After all, the only reason Netflix shelled out half-a-billion dollars for the next two pictures is that Knives Out earned rave reviews and grossed $163 million domestic (the biggest ever for a live-action Thanksgiving release) and $311 million worldwide on a $40 million budget. I wasn’t thrilled when Netflix snatched up the rights to the sequels. This should have been a new original franchise for Lionsgate (alongside the likes of Expendables, Now You See Me and John Wick). It was another case of Netflix standing on the shoulders of theatrical success (usually in terms of theatrical movie stars headlining streaming flicks) and snatching away an all-too-rare original theatrical franchise as just another notch in their belt. If there’s any Netflix original that might earn halfway decent box office, it’s a direct sequel, with director and star returning, to a recent theatrical smash. Why not give it a theatrical run?
Well, the risk is that nobody shows up for the film in theaters and that A) the film is tagged as a failure before it debuts on streaming and B) it highlights the deficiencies in Netflix’s marketing efforts even compared to a smaller studio like Lionsgate. However, the reward is raw theatrical revenue, and the possibility of more Netflix biggies playing even in AMC and Regal chains as Hollywood remains gun-shy (and hampered by Covid-caused post-production delays) about regular non-tentpole releases. Heck, Open Road was initially created specifically to supply theaters with programmers in between blockbuster seasons. Netflix could, ironically, do just that with less explicit risk. And if Glass Onion is a hit, well, that would allow Netflix to test the notion, which already applies to the likes of Peacock and Paramount+, that a theatrical success increases a film’s cachet as a streaming title.

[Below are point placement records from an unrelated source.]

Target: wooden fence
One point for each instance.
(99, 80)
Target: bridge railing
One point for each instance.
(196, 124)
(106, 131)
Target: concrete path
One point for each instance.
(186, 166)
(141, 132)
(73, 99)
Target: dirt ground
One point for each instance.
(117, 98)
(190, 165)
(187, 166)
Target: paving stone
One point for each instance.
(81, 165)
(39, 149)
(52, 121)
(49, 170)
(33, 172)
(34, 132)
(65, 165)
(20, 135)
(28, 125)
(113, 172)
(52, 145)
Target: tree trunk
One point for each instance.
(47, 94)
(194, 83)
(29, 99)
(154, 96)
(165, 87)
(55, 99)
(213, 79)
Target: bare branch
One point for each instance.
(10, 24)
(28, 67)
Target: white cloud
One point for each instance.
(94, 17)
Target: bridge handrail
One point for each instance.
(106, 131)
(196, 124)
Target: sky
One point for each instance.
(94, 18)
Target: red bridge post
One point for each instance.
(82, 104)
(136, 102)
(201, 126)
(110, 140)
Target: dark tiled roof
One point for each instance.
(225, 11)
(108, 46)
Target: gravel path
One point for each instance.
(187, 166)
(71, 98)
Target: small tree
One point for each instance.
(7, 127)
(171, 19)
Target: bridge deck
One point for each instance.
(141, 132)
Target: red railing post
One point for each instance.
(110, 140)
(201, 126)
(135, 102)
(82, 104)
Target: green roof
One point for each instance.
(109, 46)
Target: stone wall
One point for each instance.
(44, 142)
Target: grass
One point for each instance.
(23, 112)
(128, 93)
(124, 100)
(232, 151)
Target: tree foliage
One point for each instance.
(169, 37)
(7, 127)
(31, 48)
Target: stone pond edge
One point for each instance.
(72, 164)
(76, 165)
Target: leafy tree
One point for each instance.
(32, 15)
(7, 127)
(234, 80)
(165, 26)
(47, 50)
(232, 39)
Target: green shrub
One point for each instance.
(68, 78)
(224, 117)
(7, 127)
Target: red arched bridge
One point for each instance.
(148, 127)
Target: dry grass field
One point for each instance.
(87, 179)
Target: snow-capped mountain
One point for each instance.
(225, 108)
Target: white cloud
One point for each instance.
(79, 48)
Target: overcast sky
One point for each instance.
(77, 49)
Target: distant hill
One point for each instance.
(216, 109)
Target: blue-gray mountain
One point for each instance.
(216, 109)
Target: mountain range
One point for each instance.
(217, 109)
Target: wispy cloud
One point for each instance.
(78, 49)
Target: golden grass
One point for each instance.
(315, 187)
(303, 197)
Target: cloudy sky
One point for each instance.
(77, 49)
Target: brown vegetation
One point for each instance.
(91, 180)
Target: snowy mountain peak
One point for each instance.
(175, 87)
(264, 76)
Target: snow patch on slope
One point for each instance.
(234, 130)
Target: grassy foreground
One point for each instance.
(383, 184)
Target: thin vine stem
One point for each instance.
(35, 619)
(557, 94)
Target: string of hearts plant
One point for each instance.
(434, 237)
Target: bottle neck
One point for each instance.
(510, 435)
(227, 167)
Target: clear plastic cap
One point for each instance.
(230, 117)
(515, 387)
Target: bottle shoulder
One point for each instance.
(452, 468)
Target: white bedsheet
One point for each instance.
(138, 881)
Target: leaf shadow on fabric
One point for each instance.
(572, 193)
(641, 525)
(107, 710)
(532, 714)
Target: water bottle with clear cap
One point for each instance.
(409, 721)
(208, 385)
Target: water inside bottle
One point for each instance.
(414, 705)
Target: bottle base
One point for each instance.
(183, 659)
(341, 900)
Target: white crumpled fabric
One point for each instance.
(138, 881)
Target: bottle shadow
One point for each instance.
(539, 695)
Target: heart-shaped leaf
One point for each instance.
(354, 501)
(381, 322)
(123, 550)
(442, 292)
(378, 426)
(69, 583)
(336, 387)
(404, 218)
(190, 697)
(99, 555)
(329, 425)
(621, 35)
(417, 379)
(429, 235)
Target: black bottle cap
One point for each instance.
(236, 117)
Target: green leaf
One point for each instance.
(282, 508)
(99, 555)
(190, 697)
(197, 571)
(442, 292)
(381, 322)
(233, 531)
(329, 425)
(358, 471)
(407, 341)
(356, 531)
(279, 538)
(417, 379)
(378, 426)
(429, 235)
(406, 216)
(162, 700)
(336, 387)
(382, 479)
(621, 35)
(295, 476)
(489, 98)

Glass Onion may just get a standard week-long theatrical engagement at Cinemark and elsewhere before it arrives on Netflix and shatters viewership records. And that would be fine, I guess, for a streaming giant that doesn’t really “need” to branch into theatrical. Still, Knives Out was the last original, star-driven, high-concept, well-reviewed, adult-skewing blockbuster before Covid threatened to make such things extinct. I’m not happy that Johnson went with Netflix, even if I’ll admit I would have taken the money too. It would be weirdly appropriate if the last pre-Covid hope for blockbuster theatrical programmers would then become the first hope for likewise in a Covid-era marketplace with Netflix of all companies leading the charge. Glass Onion: A Knives Out Mystery will arrive on Netflix and/or theaters in November of December. In a way, this makes no sense, but it does nonetheless compel me.